This article was originally published by The Mennonite

Advent day 19: Building bonds of love

Mark Rupp is the Pastor of Christian Formation at Columbus Mennonite Church.  

2 Samuel 7:1-17
Galatians 3:23-29

The opening verses of the reading from 2nd Samuel for today make sure we know that David is getting comfortable.  He is settling into his finely built house of cedar, and the enemies that had surrounded him have been subdued.  Things are going well.  David is feeling so blessed that he starts to think it is not fitting that the God who brought him to that place of comfort is still out back roughing it in a tent.

David does not come right out and say it, but both readers and God can guess what he has in mind.  Before he can start drawing up plans, God cuts him off:

“Go and tell my servant David: Thus says the LORD: Are you the one to build me a house to live in?  I have not lived in a house since the day I brought up the people of Israel from Egypt to this day, but I have been moving about in a tent and a tabernacle. Wherever I have moved about among all the people of Israel, did I ever speak a word with any of the tribal leaders of Israel, whom I commanded to shepherd my people Israel, saying, ‘Why have you not built me a house of cedar?’” 2 Samuel 7:5-7

God goes on to remind David of the history of the people of Israel and how God has been with them wherever they went in their wandering.  And then, with a bit of dramatic reversal and wordplay, God flips David’s idea on its head by revealing that instead of a house for God, God will make a ‘house’ for David, promising him that he and his offspring will be adopted into God’s eternal family. Unlike Saul, the previous king of Israel, David and his ‘house’ will relate with God as parent and child, never having to fear that God’s steadfast love will be taken away.

When we get too comfortable in our lives, perhaps we too start trying to put God inside a box.

Perhaps when things are going well, we too start to think that we need to put four walls around the God who has blessed us so that we can more easily mark who is inside that blessing and who has fallen outside of it. Perhaps we too are guilty of trying to ground God in a specific place, in a specific time, or in a specific identity.

Perhaps we too need God to flip our notion of what it means to build a house, to remind us that what is important is to become a family where love transcends boundaries.

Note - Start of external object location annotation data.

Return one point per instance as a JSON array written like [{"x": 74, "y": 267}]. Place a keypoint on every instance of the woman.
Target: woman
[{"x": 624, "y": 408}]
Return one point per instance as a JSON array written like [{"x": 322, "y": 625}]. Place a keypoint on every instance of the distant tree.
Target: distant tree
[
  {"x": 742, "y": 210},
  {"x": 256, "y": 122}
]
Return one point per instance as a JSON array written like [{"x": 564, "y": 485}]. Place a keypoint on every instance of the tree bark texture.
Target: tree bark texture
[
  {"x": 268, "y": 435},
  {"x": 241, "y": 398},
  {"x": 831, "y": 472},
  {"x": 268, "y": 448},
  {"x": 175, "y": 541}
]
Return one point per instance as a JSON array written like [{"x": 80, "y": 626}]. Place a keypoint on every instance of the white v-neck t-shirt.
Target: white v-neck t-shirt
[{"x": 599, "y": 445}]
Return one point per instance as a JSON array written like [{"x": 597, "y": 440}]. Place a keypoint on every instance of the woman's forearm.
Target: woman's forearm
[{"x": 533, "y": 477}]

“For in Christ Jesus you are all children of God through faith.  As many of you as were baptized into Christ have clothed yourselves with Christ.  There is no longer Jew or Greek, there is no longer slave or free, there is no longer male and female; for all of you are one in Christ Jesus.” (Galatians 3:26-28)  

This Advent we anticipate the coming of the one who is called Emmanuel, God with us. We remember that in all of our wandering, God has already been with us, pursuing us, calling us to an awareness of God’s Spirit all around us.

Rather than spending all of our time in preparation for the birth of Jesus by putting more stuff in boxes, let us prepare by renewing our commitments to becoming a new kind a family, one where the love we profess for one another refuses to allow us to be separated by difference of opinion or identity.

In this season of waiting and anticipation, let us become the kind of family that builds bonds of love rather than walls of separation.